(f result input) -> new-result
15 May 2012
The reducers library is built around transforming reducing functions. A reducing function is simply a binary function, akin to the one you might pass to reduce. While the two arguments might be treated symmetrically by the function, there is an implied semantic that distinguishes the arguments: the first argument is a result or accumulator that is being built up by the reduction, while the second is some new input value from the source being reduced. While reduce works from the 'left', that is neither a property nor promise of the reducing function, but one of reduce itself.
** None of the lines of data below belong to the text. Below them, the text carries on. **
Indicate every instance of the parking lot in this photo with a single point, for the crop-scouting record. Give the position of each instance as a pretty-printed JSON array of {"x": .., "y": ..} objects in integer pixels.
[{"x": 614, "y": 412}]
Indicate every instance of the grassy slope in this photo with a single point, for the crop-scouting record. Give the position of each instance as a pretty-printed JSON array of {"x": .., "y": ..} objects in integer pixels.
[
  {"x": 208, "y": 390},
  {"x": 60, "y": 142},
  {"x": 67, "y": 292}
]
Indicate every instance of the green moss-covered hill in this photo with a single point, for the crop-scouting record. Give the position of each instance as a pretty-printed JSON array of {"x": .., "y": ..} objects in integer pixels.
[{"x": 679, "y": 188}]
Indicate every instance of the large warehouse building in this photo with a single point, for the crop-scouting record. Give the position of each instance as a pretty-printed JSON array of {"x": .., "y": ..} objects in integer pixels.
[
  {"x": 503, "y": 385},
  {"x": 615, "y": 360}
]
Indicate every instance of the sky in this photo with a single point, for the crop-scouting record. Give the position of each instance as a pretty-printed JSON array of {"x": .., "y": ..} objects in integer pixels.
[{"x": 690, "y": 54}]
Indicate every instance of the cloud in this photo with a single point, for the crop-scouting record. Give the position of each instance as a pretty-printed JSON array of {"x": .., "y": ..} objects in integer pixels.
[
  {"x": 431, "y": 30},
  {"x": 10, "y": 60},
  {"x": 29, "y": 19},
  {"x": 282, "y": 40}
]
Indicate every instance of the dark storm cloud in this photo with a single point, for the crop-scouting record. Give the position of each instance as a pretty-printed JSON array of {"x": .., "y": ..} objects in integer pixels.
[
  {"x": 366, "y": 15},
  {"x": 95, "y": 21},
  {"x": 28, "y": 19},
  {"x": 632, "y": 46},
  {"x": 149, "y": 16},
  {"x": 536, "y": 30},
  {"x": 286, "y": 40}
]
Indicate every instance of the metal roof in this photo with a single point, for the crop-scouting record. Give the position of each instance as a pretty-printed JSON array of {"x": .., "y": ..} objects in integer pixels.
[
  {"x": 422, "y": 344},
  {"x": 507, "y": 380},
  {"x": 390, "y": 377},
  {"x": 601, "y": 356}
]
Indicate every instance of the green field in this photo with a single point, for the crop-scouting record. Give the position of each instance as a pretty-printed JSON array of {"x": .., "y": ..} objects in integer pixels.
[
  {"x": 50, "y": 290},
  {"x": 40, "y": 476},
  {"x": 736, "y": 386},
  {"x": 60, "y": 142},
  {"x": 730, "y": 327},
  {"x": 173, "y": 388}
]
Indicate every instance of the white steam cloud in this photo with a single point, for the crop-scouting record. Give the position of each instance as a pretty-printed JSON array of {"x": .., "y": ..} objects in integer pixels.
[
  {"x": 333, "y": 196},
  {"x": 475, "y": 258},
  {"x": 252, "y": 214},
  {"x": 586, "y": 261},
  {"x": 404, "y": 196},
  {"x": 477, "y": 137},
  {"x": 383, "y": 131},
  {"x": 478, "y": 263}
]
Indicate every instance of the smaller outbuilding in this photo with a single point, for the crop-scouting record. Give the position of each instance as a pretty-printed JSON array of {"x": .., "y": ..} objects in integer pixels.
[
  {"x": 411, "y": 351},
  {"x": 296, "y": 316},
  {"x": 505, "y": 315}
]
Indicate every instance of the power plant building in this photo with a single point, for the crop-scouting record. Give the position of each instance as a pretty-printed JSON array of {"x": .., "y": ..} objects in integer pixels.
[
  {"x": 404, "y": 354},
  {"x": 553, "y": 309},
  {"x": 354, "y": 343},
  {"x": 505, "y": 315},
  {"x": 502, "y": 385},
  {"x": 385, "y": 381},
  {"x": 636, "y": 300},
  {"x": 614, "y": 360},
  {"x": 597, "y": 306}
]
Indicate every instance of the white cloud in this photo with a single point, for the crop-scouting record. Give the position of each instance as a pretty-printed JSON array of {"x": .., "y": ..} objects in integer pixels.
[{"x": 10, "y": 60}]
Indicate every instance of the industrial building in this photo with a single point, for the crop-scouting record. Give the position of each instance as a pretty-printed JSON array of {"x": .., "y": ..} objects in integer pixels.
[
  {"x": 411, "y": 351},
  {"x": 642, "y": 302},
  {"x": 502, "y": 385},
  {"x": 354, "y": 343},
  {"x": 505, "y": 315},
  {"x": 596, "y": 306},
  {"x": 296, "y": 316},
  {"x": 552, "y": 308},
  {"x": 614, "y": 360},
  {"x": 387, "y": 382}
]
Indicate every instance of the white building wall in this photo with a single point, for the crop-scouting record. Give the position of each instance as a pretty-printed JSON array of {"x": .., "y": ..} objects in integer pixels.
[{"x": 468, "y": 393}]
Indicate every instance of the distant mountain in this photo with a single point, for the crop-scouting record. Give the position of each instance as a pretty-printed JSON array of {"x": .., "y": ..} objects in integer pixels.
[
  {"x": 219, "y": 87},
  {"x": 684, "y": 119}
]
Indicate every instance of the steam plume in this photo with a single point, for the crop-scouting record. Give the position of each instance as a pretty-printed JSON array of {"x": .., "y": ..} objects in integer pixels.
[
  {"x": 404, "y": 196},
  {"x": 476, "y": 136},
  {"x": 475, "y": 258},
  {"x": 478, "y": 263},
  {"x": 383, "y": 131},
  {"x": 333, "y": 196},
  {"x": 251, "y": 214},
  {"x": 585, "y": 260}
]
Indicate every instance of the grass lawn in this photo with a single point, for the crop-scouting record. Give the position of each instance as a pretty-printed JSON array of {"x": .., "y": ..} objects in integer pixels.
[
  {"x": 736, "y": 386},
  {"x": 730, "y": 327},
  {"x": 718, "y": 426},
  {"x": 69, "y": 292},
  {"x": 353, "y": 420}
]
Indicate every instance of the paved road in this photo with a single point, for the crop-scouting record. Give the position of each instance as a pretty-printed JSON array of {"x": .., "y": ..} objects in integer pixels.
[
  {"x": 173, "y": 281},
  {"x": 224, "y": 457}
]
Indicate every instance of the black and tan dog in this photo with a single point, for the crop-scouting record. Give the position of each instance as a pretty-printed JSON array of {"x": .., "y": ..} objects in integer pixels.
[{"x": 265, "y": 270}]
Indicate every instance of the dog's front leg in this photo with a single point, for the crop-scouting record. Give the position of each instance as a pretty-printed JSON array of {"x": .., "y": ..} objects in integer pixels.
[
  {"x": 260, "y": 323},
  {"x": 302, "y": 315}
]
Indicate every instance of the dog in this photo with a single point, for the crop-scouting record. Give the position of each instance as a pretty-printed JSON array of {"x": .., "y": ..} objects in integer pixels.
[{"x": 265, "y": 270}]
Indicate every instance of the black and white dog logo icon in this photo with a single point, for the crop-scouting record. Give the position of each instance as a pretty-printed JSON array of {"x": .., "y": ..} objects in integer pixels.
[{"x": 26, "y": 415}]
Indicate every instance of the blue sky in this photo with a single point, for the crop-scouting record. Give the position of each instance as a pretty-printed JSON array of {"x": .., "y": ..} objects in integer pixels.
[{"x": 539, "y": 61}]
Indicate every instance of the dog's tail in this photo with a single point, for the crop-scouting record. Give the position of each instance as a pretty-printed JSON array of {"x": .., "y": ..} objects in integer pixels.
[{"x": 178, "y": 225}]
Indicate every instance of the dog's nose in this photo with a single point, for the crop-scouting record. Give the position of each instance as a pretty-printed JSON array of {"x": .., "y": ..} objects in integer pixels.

So we’ll say simply that a reducing fn has the shape:
(f result input) -> new-result
In addition, a reducing fn may be called with no args, and should then return an identity value for its operation.
A function that transforms a reducing fn simply takes one, and returns another one:
(xf reducing-fn) -> reducing-fn
Many of the core collection operations can be expressed in terms of such a transformation. Imagine if we were to define the cores of map, filter and mapcat in this way:
(defn mapping [f] (fn [f1] (fn [result input] (f1 result (f input))))) (defn filtering [pred] (fn [f1] (fn [result input] (if (pred input) (f1 result input) result)))) (defn mapcatting [f] (fn [f1] (fn [result input] (reduce f1 result (f input)))))
There are a few things to note:
The functions consist only of the core logic of their operations
That logic does not include any notion of collection, nor order
filtering and kin can 'skip' inputs by simply returning the incoming result
mapcatting and kin can produce more than one result per input by simply operating on result more than once
Using these directly is somewhat odd, because we are operating on the reducing operation rather than the collection:
(reduce + 0 (map inc [1 2 3 4])) ;;becomes (reduce ((mapping inc) +) 0 [1 2 3 4])
We expect map/filter etc to take and return logical collections. The premise of the reducers library is that the minimum definition of collection is something that is reducible. reduce ends up using a protocol (CollReduce) to ask the collection to reduce itself, so we can make reducible things by extending that protocol. Thus, given a collection and a reducing function transformer like those above, we can make a reducible with a function like this:
(defn reducer ([coll xf] (reify clojure.core.protocols/CollReduce (coll-reduce [_ f1 init] (clojure.core.protocols/coll-reduce coll (xf f1) init)))))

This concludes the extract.